LED lights may help treat Alzheimer's disease
Such therapies have never been employed to treat neurodegenerative diseases in the past
By : DC Correspondent
Update: 2015-11-16 13:46 GMT
Seoul: Researchers have used blue LED lights to effectively prevent the buildup of a protein known to cause Alzheimer's disease, an advance that may pave the way for light-induced treatments for neurodegenerative diseases. Scientists from Korea Advanced Institute of Science and Technology (KAIST) and Korea Research Institute of Bioscience and Biotechnology conducted a research to suppress an abnormal assembly of beta-amyloids, a protein commonly found in the brain, by using photo-excited porphyrins.
Beta-amyloid plaques are known to cause Alzheimer's disease. The finding suggests new ways to treat neurodegenerative illnesses including Alzheimer's disease. Light-induced treatments using organic photosensitisers have advantages to managing the treatment in time and area. In the case of cancer treatments, doctors use photodynamic therapies where a patient is injected with an organic photosensitiser, and a light is shed on the patient's lesion.
However, such therapies had never been employed to treat neurodegenerative diseases. Alzheimer's starts when a protein called beta-amyloid is created and deposited in a patient's brain. The abnormally folded protein created this way harms the brain cells by inducing the degradation of brain functions, for example, dementia. If beta-amyloid creation can be suppressed at an early stage, the formation of amyloid deposits will stop. This could prevent Alzheimer's disease or halt its progress.
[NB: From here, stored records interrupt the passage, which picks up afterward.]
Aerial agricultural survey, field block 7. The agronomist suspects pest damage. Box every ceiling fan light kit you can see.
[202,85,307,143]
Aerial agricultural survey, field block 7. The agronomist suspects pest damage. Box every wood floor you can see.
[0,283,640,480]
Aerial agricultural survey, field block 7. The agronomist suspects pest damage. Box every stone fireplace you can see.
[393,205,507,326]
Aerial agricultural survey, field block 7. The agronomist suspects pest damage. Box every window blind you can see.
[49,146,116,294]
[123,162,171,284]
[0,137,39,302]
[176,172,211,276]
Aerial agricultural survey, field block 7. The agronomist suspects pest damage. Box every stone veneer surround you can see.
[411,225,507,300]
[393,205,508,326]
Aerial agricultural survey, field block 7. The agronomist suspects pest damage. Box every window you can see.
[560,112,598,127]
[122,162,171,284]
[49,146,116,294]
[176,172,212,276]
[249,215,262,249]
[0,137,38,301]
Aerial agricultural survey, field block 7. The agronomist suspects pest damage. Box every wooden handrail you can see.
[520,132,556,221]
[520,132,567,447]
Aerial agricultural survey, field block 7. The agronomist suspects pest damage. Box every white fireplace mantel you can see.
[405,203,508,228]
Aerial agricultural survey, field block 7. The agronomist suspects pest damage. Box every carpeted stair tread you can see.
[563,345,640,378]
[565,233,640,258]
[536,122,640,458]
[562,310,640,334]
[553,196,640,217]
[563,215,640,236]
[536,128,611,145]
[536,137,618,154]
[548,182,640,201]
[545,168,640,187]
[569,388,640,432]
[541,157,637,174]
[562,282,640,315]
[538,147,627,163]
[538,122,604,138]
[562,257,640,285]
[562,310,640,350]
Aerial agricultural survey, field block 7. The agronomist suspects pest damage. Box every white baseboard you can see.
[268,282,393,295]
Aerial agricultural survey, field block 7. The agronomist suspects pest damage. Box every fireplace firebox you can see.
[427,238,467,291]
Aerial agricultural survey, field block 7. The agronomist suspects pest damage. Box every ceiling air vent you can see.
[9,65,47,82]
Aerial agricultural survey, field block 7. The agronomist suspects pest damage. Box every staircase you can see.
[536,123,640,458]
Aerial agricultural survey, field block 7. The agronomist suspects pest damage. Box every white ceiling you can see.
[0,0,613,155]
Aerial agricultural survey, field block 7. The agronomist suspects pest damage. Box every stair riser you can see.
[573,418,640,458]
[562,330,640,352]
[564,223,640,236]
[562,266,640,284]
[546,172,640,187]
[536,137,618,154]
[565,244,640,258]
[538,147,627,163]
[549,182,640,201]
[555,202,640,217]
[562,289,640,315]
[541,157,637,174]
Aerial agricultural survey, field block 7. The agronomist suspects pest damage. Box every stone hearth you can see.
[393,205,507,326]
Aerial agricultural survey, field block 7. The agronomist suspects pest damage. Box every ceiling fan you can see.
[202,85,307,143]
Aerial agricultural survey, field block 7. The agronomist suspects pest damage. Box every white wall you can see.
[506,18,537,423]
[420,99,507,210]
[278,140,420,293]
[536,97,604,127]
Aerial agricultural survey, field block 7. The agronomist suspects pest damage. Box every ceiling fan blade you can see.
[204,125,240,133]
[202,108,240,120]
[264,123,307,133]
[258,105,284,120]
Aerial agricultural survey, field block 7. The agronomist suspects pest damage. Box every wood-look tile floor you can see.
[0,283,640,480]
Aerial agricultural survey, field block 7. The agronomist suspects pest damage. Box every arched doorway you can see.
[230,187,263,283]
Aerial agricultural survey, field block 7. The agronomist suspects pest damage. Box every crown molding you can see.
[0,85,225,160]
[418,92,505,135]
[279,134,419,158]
The research team effectively prevented the buildup of beta-amyloids by using blue LED lights and a porphyrin inducer, which is a biocompatible organic compound. By absorbing light energy, a photosensitiser such as porphyrin reaches the excitation state. Active oxygen is created as the porphyrin returns to its ground state. The active oxygen oxidises a beta-amyloid monomer, and by combining with it, disturbs its assembly. The technique was tested on drosophilae or fruit flies, which were produced to model Alzheimer on invertebrates.
The research showed that symptoms of Alzheimer's disease in the fruit flies such as damage on synapse and muscle, neuronal apoptosis, degradation in motility, and decreased longevity were alleviated. Treatments with light provide additional benefits - less medication is needed than other drug treatments, and there are fewer side effects. When developed, photodynamic therapy will be used widely for this reason.
"This work has significance as it was the first case to use light and photosensitisers to stop deposits of beta-amyloids," said Chan Beum Park of the Materials Science and Engineering Department at KAIST.The study was published in the journal Angewandte Chemie.